A partial answer to this question is as follows. Take any Brownian motion $B=(B_t)$ with a base $\mathcal B=(\Omega,\mathcal{F},\mathbb{F},\mathbb{P})$. Consider the
Karhunen–Loève expansion
$$B_t=\sqrt2\sum_{k=1}^\infty Z_k \frac{\sin((k-1/2)t)}{(k-1/2)\pi}
$$
for $t\in[0,1]$, where the $Z_k$'s are certain iid standard normal random variables, defined on the same probability space $\mathcal P:=(\Omega,\mathcal{F},\mathbb{P})$.
For $t\in[0,1]$, let
$$C_t=\sqrt2\sum_{k=1}^\infty Z_{2k-1} \frac{\sin((k-1/2)t)}{(k-1/2)\pi},\quad
D_t=\sqrt2\sum_{k=1}^\infty Z_{2k} \frac{\sin((k-1/2)t)}{(k-1/2)\pi}.
$$
Then $C$ and $D$ are independent Brownian motions on $[0,1]$, defined on the same probability space $\mathcal P$, but apparently not on the same base $\mathcal B$ -- which is why the answer is only partial.

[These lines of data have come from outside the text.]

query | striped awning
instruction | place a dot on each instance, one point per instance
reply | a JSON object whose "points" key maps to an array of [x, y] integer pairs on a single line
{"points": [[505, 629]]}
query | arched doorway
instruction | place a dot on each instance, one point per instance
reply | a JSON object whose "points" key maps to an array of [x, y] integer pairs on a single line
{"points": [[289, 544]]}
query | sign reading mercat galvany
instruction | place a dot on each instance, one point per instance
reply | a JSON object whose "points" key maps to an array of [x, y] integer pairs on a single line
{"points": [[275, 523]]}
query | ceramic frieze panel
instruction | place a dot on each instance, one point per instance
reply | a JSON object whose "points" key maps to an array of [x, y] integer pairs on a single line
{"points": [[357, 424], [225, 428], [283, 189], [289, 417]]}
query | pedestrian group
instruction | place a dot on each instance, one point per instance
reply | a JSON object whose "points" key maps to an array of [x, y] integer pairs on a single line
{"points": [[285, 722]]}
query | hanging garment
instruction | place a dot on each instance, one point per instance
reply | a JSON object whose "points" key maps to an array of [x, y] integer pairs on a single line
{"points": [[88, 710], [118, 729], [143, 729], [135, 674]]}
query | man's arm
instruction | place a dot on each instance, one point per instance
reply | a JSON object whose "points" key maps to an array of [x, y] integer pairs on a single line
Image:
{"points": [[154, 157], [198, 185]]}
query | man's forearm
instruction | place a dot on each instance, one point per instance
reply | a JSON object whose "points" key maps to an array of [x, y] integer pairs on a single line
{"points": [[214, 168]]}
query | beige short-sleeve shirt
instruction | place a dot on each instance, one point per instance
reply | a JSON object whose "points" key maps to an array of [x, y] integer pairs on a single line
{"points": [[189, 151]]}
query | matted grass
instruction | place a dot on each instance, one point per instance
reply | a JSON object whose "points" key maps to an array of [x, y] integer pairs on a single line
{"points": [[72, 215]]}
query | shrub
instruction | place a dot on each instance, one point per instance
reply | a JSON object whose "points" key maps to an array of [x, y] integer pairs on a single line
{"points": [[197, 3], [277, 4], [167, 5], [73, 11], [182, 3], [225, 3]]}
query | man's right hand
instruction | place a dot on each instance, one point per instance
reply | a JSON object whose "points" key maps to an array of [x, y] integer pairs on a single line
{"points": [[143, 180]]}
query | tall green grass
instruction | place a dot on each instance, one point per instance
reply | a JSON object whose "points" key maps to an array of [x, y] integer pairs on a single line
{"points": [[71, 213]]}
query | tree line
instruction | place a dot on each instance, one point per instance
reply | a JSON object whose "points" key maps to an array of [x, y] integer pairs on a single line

Now it easy to use shifting in $t$ and gluing to construct two (or even countably many) independent Brownian motions on $[0,\infty)$, again on the same probability space. Here we need to partition the set of all natural numbers into countably many countable subsets (rather than into two subsets, of all odd natural numbers and all even natural numbers, as was done above). Here the term "countable" is of course used in the sense of "countably infinite".

On the other hand, take any Brownian motion $B=(B_t)$ and let $\mathcal B=(\Omega,\mathcal{F},\mathbb{F},\mathbb{P})$ be the (smallest) base generated by $B$, with $\Omega$ being the set of all paths of $B$. Then there is no Brownian motion $C$ on base $\mathcal B$ that is independent of $B$.

Indeed, otherwise the sigma-algebra $\mathcal G$ generated by $C$ would be a sub-sigma-algebra of $\mathcal F$ that is independent of $\mathcal F$. So, the sigma-algebra $\mathcal G$ would be independent of itself. That is only possible is all members of $\mathcal G$ have probability $0$ or $1$. But then $\mathcal G$ cannot be the sigma-algebra generated by a Brownian motion.

However, as noted by Robert Israel, there still might exist, on the same base, two independent Brownian motions $C_1$ and $C_2$.

So, the problem remains open.